Fit of Binned Distributions

12. Fit of Binned Distributions#

12.1. Introduction#

The least squares and maximum likelihood methods can also be applied in the case of histograms, i.e., binned distributions, where one wants to fit a function to the distribution of counts in each bin:
In this case, the content of each bin is a number of events \(n_i\)
If the number of bins and the average number of events in each of them is not small, one can assume that the random variable \(n_i\) follows a Poisson statistic

\[ \mathcal{P}(n,\mu)=\frac{e^{-\mu}\mu^n}{n!} \]
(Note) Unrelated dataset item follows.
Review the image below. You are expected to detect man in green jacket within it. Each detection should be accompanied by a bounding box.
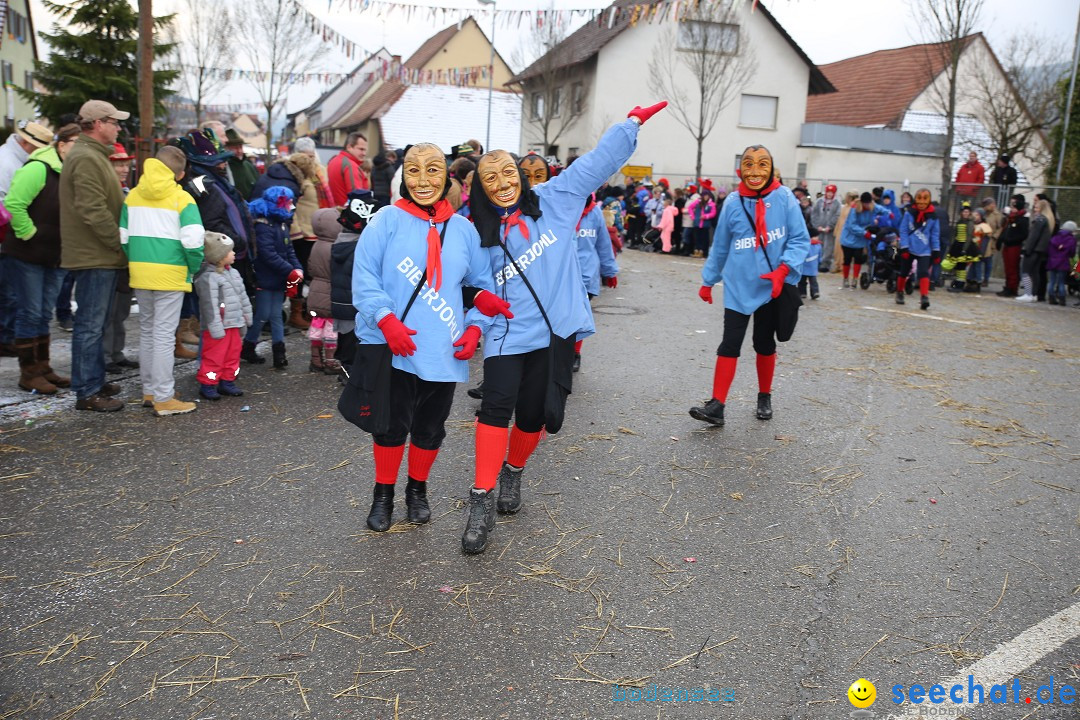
[225,129,259,201]
[60,99,129,412]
12.1.1. Fit of binned distributions with the least squares method#

In the case of least squares, the function Q²(θ) is usually the following (Neyman’s formulation):

\[ Q^2(\theta) = \sum_{i=1}^N\left(\frac{n_i-f(x_i,\theta)}{\sqrt{n_i}}\right)^2 \]

The value of \(y_i\) from the previous lesson is replaced by \(\mathbf{n_i}\)
The uncertainty on \(\mathbf{n_i}\) is calculated as its square root, as it’s assumed following the Poisson statistic
The value of \(x_i\) is the center of the corresponding bin
The number of bins in the histogram is \(N\)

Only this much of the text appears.